On January 28, 2013, the Department issued a certification stating
that the criteria set forth in Section 222(e) of the Trade Act of 1974,
as amended, was met.
A review of the determination and the petition, however, revealed
that the certification was erroneously issued. Specifically, the
determination inaccurately stated that the petition was filed within a
year of the March 3, 2011 publication in the Federal Register of the
International Trade Commission's finding that dumping of drill pipes
and drill collars from China negatively impacted U.S. firms engaged in
production of those articles.
Although the subject firm was publicly identified by name by the
International Trade Commission (ITC) as a member of a domestic industry
in an investigation resulting in a category of determination that is
listed in Section 222(e) of the Act, 19 U.S.C. 2272(e), the petition
was filed more than a year after the publication of the ITC's findings
in the Federal Register.
As such, the Department conducted another investigation to
determine whether or not the petitioning worker group has met the
criteria set forth in Section 222(a) or (b) of the Trade Act of 1974,
as amended.
Based on previously-submitted information and additional
information obtained during the amendment investigation, the Department
has determined that Section 222(a)(1) has been met because a
significant number or proportion of the workers at U.S. Steel Tubular
Products have become
[[Page 37585]]
totally or partially separated, or are threatened with such separation;
that Section 222(a)(2)(A)(i) has been met because U.S. Steel Tubular
Products sales and/or production of steel drill pipe and drill collars
have decreased; that Section 222(a)(2)(A)(ii) has been met because
aggregate imports of articles like or directly competitive with steel
drill pipe and drill collars produced by U.S. Steel Tubular Products
have increased during the relevant period; and that Section
222(a)(2)(A)(iii) has been met because increased aggregate imports
contributed importantly to the worker group separations and sales/
production declines at U.S. Steel Tubular Products.
Conclusion
After careful review of previously-submitted facts and new facts
obtained during the amendment investigation, I determine that workers
of U.S. Steel Tubular Products, McKeesport Tubular Operations Division,
a subsidiary of United States Steel Corporation, McKeesport,
Pennsylvania, who were engaged in employment related to the production
of steel drill pipe and drill collars, meet the worker group
certification criteria under Section 222(a) of the Act, 19 U.S.C.
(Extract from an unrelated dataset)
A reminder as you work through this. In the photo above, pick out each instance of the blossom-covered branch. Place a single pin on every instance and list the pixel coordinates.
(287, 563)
2272(a). In accordance with Section 223 of the Act, 19 U.S.C. 2273, I
make the following certification:
All workers of U.S. Steel Tubular Products, McKeesport Tubular
Operations Division, a subsidiary of United States Steel
Corporation, McKeesport, Pennsylvania, who became totally or
partially separated from employment on or after December 19, 2011,
through January 28, 2013, and all workers in the group threatened
with total or partial separation from employment on January 28, 2013
through January 28, 2015, are eligible to apply for adjustment
assistance under Chapter 2 of Title II of the Trade Act of 1974, as
amended.
Signed in Washington, DC, this 5th day of June, 2013.
Del Min Amy Chen,
Certifying Officer, Office of Trade Adjustment Assistance.